Standing to the west of the fountain is the Boer War Veterans Memorial Kiosk. It lies on an east-west axis, with both ends semicircular in plan, and is constructed in cast iron and steel.

The kiosk is an open structure, with an inner and outer ring of cast iron columns with Corinthian capitals. These support the red bellcast corrugated iron roof and encircling concave verandah. The roof is punctuated with three small louvred dormers to each side, and has ridge ventilators, cast iron cresting and flagstaffs at each end.

The outer ring of columns have cast-iron brackets. To the south-western corner are panels of timber louvres between the columns.

Raised one step on a concrete plinth is the inner ring of columns. Running between these is a cast-iron balustrade. Above is a series of steel struts providing the bracing.

At the western end of the kiosk, behind the louvres is a servery with marble benches. Above the benches are three marble plaques facing east, with gilded lettering naming some eighty local soldiers who served in the Boer War. Facing the kiosk at the eastern end are two canons.

== Heritage listing ==
Boer War Veterans Memorial Kiosk and Lissner Park was listed on the Queensland Heritage Register on 21 October 1992 having satisfied the following criteria.

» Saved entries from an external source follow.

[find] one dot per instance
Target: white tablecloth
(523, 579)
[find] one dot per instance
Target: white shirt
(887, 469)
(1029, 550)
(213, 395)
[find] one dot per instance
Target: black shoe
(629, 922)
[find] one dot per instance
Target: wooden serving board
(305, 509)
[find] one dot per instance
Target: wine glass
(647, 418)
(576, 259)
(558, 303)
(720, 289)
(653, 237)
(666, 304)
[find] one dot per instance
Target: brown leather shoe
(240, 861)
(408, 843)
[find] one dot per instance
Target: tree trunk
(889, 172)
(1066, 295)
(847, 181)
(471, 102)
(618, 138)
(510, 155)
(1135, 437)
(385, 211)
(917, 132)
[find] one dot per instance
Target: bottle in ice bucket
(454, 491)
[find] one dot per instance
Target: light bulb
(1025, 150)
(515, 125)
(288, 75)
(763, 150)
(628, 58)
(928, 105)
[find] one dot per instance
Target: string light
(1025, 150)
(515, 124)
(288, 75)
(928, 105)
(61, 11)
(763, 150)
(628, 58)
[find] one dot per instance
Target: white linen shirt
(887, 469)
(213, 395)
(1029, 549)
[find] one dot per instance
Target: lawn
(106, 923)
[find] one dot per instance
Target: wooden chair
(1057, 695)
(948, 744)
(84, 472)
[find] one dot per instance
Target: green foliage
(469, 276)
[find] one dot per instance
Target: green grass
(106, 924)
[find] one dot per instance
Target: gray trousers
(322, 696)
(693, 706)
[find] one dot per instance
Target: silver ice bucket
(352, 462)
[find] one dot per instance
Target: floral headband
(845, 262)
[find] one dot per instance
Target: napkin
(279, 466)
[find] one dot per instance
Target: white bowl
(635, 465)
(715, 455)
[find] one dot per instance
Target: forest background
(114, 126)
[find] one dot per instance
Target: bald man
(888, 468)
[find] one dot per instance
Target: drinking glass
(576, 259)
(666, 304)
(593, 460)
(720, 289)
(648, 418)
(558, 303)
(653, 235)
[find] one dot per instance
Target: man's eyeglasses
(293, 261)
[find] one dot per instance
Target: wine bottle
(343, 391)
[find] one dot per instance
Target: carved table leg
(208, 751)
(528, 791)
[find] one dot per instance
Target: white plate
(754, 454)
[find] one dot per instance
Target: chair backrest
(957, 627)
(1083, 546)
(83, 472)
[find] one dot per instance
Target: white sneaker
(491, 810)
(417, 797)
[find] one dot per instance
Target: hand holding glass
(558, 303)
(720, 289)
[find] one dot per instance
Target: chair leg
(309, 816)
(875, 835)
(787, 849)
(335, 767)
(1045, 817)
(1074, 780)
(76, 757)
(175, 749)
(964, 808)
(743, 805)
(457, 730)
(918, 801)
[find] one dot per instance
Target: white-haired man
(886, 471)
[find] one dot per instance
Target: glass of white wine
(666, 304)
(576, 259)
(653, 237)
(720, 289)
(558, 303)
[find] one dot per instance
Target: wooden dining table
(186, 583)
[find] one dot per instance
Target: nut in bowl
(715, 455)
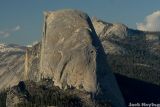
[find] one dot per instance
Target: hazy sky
(21, 21)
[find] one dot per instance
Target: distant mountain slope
(133, 53)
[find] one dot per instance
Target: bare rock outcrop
(72, 56)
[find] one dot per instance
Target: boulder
(72, 56)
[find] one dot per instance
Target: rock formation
(72, 55)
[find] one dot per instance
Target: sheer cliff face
(72, 56)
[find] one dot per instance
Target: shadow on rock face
(73, 56)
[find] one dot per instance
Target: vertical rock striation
(72, 55)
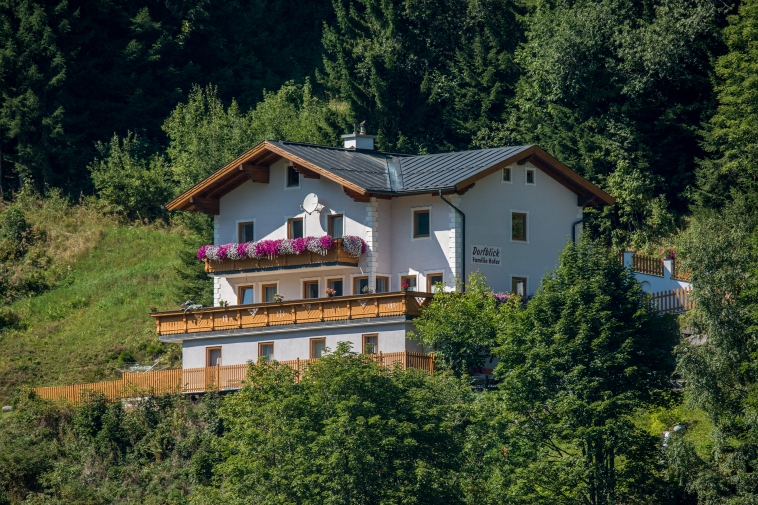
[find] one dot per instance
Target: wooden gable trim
(206, 205)
(299, 162)
(238, 171)
(308, 174)
(552, 167)
(256, 173)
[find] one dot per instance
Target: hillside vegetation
(81, 295)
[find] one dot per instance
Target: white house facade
(424, 223)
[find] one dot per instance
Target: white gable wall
(551, 209)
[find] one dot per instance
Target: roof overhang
(254, 165)
(587, 193)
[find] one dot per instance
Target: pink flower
(201, 252)
(223, 250)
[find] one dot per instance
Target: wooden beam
(307, 173)
(206, 205)
(256, 173)
(355, 195)
(584, 200)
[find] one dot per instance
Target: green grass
(97, 315)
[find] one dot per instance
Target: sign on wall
(486, 255)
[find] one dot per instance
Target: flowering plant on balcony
(353, 246)
(668, 253)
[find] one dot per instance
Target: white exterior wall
(422, 255)
(551, 209)
(289, 345)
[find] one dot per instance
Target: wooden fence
(674, 301)
(198, 380)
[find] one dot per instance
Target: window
(431, 282)
(293, 177)
(518, 285)
(266, 351)
(269, 290)
(409, 282)
(371, 343)
(335, 284)
(318, 347)
(310, 289)
(360, 285)
(421, 223)
(334, 225)
(213, 356)
(382, 284)
(518, 226)
(530, 176)
(245, 295)
(295, 227)
(245, 232)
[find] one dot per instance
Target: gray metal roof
(399, 173)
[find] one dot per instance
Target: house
(379, 231)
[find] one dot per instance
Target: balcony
(335, 257)
(310, 310)
(198, 380)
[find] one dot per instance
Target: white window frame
(328, 278)
(407, 274)
(261, 291)
(434, 271)
(413, 222)
(528, 224)
(336, 213)
(389, 281)
(352, 283)
(319, 291)
(287, 224)
(237, 228)
(528, 282)
(286, 176)
(527, 169)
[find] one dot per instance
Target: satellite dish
(310, 204)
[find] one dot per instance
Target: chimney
(360, 140)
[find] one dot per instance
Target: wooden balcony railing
(647, 265)
(291, 312)
(336, 256)
(674, 301)
(198, 380)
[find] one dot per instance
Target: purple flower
(299, 245)
(201, 252)
(223, 251)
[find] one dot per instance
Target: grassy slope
(76, 331)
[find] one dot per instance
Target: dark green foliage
(423, 74)
(721, 251)
(349, 432)
(730, 135)
(460, 327)
(125, 175)
(74, 73)
(576, 363)
(104, 452)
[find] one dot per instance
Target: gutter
(463, 239)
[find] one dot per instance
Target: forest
(108, 109)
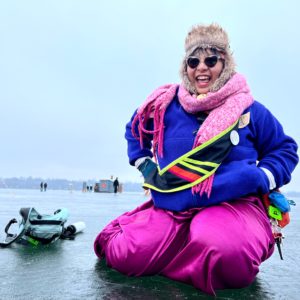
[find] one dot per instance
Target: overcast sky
(72, 73)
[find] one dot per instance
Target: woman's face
(202, 76)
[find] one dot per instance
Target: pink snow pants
(211, 248)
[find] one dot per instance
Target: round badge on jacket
(234, 137)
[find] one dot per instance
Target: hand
(147, 167)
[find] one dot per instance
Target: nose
(202, 66)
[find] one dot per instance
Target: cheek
(190, 74)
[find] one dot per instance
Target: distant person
(116, 185)
(216, 150)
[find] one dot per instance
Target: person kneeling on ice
(217, 150)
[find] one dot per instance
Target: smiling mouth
(203, 80)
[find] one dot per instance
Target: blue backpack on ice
(36, 228)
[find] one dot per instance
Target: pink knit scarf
(225, 106)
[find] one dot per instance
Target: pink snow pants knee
(211, 248)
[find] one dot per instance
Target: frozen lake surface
(70, 270)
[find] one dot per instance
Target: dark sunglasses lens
(211, 61)
(193, 62)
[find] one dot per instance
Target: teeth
(202, 78)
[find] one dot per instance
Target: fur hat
(208, 37)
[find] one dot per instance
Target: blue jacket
(263, 143)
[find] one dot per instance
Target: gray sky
(72, 73)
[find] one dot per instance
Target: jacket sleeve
(277, 151)
(134, 149)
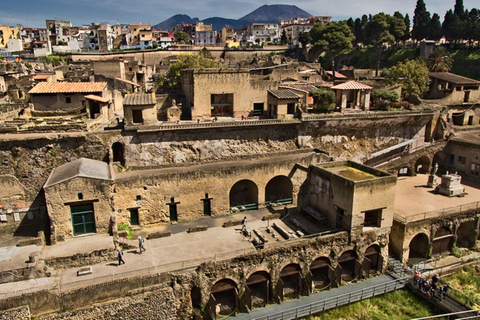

The place is important in demonstrating the evolution or pattern of Queensland's history.

The Boer War Veterans Memorial Kiosk, constructed in 1909, is significant because it exemplifies a widespread social movement expressing Australian patriotism and nationalism during the early twentieth century and belongs to a class of commemorative memorials which record local community response to events such as war.

The place is important in demonstrating the principal characteristics of a particular class of cultural places.

The Boer War Veterans Memorial Kiosk, constructed in 1909, is significant because it exemplifies a widespread social movement expressing Australian patriotism and nationalism during the early twentieth century and belongs to a class of commemorative memorials which record local community response to events such as war.

The place is important because of its aesthetic significance.

Lissner Park has retained its fine Victorian character as a result of the survival of many of the trees supplied by Ben Gulliver, Townsville nurseryman and botanist.

The place has a strong or special association with a particular community or cultural group for social, cultural or spiritual reasons.

The park has been a focus for community cultural and social activities since its inception and was the venue for commemorative events and for political gatherings during the turbulent years of the rise of the Labor Party during the last decade of the nineteenth century.

The place has a special association with the life or work of a particular person, group or organisation of importance in Queensland's history.

Lissner Park, named after Queensland MLA and local businessman Isidor Lissner, is important as the earliest recreation venue in Charters Towers. The park, developed as a response to the prevailing belief that gardens improved the moral character and enhanced the social well being of the community, was established with the support of Lissner.